The first thing you need to know when planning to walk the Camino in Slovakia is that you will not find yellow arrows on trees, stones or posts like those in Spain. That is due to the fact that Slovak legislation does not allow putting this type of marks anywhere, unless you have the relevant permits (owner, municipality, environment and monument protection authorities, etc.). This implies demanding and slow paperwork, though.

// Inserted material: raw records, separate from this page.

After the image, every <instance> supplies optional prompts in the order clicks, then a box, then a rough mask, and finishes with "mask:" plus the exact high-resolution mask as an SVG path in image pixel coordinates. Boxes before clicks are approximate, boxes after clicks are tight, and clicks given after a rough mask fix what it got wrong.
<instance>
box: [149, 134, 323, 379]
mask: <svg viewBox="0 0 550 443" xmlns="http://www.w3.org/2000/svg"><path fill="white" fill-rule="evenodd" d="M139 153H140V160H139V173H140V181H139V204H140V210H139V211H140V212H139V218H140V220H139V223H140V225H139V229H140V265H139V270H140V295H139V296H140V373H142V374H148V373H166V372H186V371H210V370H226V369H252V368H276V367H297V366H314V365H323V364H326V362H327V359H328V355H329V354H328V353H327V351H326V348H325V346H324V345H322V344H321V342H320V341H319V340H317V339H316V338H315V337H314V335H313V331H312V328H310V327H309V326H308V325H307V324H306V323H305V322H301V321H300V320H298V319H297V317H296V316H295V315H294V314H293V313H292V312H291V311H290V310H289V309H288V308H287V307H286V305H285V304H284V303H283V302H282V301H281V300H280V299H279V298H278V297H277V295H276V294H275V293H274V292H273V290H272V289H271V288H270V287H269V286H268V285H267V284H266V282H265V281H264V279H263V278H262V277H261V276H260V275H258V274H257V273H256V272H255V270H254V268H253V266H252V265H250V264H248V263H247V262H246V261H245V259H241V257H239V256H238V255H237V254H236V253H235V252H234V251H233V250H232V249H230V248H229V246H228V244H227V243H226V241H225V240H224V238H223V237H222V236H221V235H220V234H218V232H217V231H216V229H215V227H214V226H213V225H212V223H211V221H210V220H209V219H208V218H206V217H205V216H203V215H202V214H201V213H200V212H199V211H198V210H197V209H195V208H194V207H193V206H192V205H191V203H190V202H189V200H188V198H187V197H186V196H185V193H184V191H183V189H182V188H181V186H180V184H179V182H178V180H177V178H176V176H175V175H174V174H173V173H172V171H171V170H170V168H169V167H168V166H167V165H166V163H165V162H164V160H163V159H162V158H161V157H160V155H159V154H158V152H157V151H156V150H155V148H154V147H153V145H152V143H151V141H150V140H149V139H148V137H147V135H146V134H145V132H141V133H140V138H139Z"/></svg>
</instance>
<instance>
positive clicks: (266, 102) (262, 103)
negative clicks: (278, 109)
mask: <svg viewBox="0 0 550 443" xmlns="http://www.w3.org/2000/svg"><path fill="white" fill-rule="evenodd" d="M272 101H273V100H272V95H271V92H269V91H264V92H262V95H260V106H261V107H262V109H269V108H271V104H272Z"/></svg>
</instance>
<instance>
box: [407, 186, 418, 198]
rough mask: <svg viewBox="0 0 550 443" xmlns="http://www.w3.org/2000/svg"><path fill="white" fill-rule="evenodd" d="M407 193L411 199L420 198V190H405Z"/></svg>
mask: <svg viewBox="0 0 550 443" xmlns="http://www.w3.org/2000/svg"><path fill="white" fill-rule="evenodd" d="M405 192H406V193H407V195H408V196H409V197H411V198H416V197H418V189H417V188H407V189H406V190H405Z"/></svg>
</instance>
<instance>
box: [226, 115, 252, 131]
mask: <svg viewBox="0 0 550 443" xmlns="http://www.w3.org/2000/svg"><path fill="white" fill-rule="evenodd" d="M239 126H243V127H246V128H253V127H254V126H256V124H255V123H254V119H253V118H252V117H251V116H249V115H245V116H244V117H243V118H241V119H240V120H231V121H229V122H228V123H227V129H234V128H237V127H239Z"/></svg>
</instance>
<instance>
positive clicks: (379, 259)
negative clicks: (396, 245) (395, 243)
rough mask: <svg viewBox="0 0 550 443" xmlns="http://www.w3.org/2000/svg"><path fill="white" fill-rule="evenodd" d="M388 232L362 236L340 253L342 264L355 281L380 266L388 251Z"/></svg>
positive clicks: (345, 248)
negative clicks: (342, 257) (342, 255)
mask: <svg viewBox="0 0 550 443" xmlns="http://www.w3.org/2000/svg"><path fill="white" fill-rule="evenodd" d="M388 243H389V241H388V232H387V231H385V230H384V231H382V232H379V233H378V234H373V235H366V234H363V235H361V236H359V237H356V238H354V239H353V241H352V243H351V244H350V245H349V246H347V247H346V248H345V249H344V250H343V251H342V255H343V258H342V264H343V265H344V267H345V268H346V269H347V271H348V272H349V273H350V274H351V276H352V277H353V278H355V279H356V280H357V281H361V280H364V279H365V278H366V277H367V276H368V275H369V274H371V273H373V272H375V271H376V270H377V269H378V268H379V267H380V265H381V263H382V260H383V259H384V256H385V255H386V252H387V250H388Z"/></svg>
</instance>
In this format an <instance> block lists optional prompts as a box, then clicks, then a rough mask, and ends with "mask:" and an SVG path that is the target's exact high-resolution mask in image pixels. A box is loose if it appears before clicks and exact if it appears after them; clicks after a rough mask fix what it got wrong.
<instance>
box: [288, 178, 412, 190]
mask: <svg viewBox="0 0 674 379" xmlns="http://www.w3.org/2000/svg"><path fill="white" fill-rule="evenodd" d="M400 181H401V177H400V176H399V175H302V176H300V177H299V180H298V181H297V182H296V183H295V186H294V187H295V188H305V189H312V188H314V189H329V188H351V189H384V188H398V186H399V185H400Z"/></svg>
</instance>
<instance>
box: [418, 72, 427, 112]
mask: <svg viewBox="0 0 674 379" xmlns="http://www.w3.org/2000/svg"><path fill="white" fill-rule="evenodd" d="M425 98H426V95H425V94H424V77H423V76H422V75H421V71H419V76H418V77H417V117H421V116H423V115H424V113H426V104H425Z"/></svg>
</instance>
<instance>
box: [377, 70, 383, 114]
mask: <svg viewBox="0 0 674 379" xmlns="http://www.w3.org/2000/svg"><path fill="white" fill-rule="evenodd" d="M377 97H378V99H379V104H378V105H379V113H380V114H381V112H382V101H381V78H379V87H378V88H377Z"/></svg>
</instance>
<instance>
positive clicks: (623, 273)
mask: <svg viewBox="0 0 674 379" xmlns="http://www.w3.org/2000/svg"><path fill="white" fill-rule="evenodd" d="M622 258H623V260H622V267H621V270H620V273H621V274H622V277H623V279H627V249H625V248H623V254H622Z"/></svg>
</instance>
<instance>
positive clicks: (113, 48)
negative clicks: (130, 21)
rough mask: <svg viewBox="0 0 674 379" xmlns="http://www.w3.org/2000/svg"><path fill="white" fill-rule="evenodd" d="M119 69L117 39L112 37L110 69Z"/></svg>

Luckily, former Czechoslovakia — that is Slovakia and the Czech Republic — have perhaps the best and densest network of hiking trails in the world. Slovakia alone has over 15 000 km of perfectly marked hiking trails. Depending on their difficulty and length, these trails are different colours: red, blue, green and yellow. These paths criss-cross practically the whole country, except for predominantly flat and agricultural areas. Therefore, the best and easiest way how to mark the Camino in Slovakia is using these paths. In fact, this network is so dense that it would be really difficult to avoid.
So, instead of yellow arrows, you should be looking out for two types of markings: a yellow scallop on a dark blue background on signposts as well as scallop-shaped cobblestones in major cities. In Slovakia, the Way of St. James is marked mainly on signposts along trails managed by the Club of Slovak Hikers (KST) and the Slovak Cycling Club (SCK). Other sections passing through regions with no such trails have not been marked in the field yet but are described in detail in the guidebooks you can order directly on this site (Shop).
Here you can see the different Camino marks in Slovakia. Click on the photo to enlarge it.
When following a hiking path, tourist signposts (marked “KST”, an abbreviation of Club of Slovak Hikers) mark the beginning and the end of the trails, as well as the points at which two or more trails meet. One signpost can consist of one or several signboards showing the directions and distances to the different destinations. Look for small stickers with a yellow scallop on a dark blue background next to the trail you are going to follow.
Remember that you will NOT find any other Camino marks between signpost. You need to follow the colour of the relevant trail, instead. For example, if the Camino sticker is next to a green mark, you should follow the green marks until you get to the next signpost. It will tell you whether you need to continue on this path or not.
The hiking path marks are easy to recognize. They consist of three horizontal stripes forming a square about 10×10 cm in size. The top and bottom stripes are white while the middle one is the colour of the path you are following (red, blue, green or yellow).
Note: When following a hiking path in the woods or in the country, at some bifurcations you might not know what direction to take. No sign marking the way means that you need to go straightforward without turning right or left.
Biking signposts have separate signboards for every path and show the distance to the nearest signpost. Bike trails also have different colours: red, blue, green, yellow and black.
Again, there are NO Camino marks between two biking posts, just biking marks. The biking marks consist of a white square with a colour C in it. A triangle the same colour as the C forms an arrow that shows you the way.
Bronze and fireclay scallop-shaped cobblestones can be found in the historical centres of some major cities (e.g. Nitra and Košice).
Our civic association is not the only subject marking the Camino in Slovakia. Unfortunately, other markings — yellow arrows on trees and rocks — are mostly unsystematic and might lead nowhere.
Therefore we strongly recommend not to follow them. Make sure you follow the route your map or app shows.